O refém que dá a sugestão chama-se Tripp (Patrick Dempsey). Ele sofre de um distúrbio de atenção que o faz notar, memorizar e analisar cada detalhe do que vê. Essa obsessão piora por ele estar sem seus remédios. Isso o faz agir como um Sherlock Holmes. Ele passa então a desconfiar que uma série de coincidências desse assalto inusitado não sejam apenas obras do acaso, mas parte de um plano conspiratório. Sem poder se controlar, fará de tudo para descobrir mais pistas que comprovem sua louca teoria, enquanto é mantido refém com outras pessoas.

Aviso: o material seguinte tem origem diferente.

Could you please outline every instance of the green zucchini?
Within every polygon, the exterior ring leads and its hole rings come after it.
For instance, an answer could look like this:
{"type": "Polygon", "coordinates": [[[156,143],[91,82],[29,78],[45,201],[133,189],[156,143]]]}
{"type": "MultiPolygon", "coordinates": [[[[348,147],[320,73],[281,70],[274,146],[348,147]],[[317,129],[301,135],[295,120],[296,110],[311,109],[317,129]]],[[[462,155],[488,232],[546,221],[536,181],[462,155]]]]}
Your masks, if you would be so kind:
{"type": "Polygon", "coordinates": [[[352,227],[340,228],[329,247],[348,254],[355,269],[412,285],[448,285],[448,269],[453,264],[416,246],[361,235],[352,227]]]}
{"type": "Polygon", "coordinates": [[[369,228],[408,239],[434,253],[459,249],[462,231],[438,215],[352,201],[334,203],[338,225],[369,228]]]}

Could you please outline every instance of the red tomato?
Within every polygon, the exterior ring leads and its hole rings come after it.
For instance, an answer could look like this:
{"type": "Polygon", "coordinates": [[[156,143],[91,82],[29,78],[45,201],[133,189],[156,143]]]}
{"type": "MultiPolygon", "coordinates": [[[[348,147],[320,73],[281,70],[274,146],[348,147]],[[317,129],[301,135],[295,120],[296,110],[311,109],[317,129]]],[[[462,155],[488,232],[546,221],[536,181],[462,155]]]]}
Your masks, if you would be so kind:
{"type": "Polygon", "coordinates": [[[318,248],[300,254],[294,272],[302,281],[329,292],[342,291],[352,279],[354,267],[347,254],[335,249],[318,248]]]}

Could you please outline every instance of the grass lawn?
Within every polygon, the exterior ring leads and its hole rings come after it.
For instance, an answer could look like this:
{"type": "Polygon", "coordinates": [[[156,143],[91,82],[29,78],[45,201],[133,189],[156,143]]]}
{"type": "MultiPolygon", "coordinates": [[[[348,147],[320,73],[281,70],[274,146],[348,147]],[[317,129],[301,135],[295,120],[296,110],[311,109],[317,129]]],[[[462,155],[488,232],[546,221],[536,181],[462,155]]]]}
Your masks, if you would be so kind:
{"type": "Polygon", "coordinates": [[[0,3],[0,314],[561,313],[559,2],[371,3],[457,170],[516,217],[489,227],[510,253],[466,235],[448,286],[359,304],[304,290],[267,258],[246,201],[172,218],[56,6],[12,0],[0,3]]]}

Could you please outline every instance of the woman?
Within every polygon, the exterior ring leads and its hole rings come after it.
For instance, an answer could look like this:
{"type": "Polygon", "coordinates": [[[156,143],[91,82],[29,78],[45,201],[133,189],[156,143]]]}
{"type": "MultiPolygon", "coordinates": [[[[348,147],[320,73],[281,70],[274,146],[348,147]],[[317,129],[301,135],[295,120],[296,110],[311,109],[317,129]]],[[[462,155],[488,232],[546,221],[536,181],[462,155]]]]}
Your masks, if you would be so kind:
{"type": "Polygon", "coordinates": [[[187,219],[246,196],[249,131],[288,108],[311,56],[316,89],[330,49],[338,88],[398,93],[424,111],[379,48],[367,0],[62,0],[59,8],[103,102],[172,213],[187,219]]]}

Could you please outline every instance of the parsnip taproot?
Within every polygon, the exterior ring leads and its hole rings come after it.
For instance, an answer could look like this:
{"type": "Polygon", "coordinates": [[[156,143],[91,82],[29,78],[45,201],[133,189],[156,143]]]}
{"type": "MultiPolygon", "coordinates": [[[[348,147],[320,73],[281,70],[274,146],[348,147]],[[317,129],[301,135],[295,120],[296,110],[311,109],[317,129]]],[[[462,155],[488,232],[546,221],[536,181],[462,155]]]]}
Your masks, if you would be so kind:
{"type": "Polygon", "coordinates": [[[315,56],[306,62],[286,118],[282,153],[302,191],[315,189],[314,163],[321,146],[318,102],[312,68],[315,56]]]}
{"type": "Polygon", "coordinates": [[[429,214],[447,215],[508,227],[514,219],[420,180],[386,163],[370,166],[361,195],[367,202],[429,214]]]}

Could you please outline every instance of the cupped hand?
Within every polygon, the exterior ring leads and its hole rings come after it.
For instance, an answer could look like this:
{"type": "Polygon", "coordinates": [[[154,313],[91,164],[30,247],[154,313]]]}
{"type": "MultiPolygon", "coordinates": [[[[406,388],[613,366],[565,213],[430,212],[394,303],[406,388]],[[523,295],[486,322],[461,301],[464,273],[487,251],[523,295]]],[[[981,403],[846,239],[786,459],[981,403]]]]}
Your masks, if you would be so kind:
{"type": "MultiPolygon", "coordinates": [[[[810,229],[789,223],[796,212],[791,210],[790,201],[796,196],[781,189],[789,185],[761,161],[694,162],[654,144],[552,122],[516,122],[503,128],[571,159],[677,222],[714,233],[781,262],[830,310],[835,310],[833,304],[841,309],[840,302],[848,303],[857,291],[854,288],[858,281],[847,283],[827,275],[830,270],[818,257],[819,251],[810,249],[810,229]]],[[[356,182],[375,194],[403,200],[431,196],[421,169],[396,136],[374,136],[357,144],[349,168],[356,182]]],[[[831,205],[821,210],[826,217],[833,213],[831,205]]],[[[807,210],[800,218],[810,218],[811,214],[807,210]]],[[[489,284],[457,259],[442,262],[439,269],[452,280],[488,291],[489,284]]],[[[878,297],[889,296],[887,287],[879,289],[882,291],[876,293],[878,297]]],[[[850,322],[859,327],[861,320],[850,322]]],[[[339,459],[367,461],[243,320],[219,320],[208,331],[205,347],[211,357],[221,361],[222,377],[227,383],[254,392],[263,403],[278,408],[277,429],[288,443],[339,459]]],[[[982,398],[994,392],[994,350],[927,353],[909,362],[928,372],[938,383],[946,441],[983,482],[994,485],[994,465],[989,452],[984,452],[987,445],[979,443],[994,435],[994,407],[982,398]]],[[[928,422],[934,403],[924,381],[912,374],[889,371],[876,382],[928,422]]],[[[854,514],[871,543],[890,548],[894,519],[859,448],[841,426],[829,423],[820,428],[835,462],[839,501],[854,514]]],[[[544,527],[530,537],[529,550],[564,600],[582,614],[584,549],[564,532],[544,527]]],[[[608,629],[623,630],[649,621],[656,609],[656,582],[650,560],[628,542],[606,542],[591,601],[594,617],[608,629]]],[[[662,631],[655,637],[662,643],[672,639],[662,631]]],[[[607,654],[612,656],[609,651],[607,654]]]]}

Entre a ação e os diálogos iniciais, o filme segue bem. O velho humor de situações malucas com personagens esquisitos tendo conversas improváveis funciona. Isso graças à agilidade das falas e uma bem amarrada adição que não deixa tempo para que se perceba os furos da situação. A boa contribuição desse inicio engraçado vem dos ladrões, cuja distância entre profissionalismo e estupidez cria uma boa sequência de cenas.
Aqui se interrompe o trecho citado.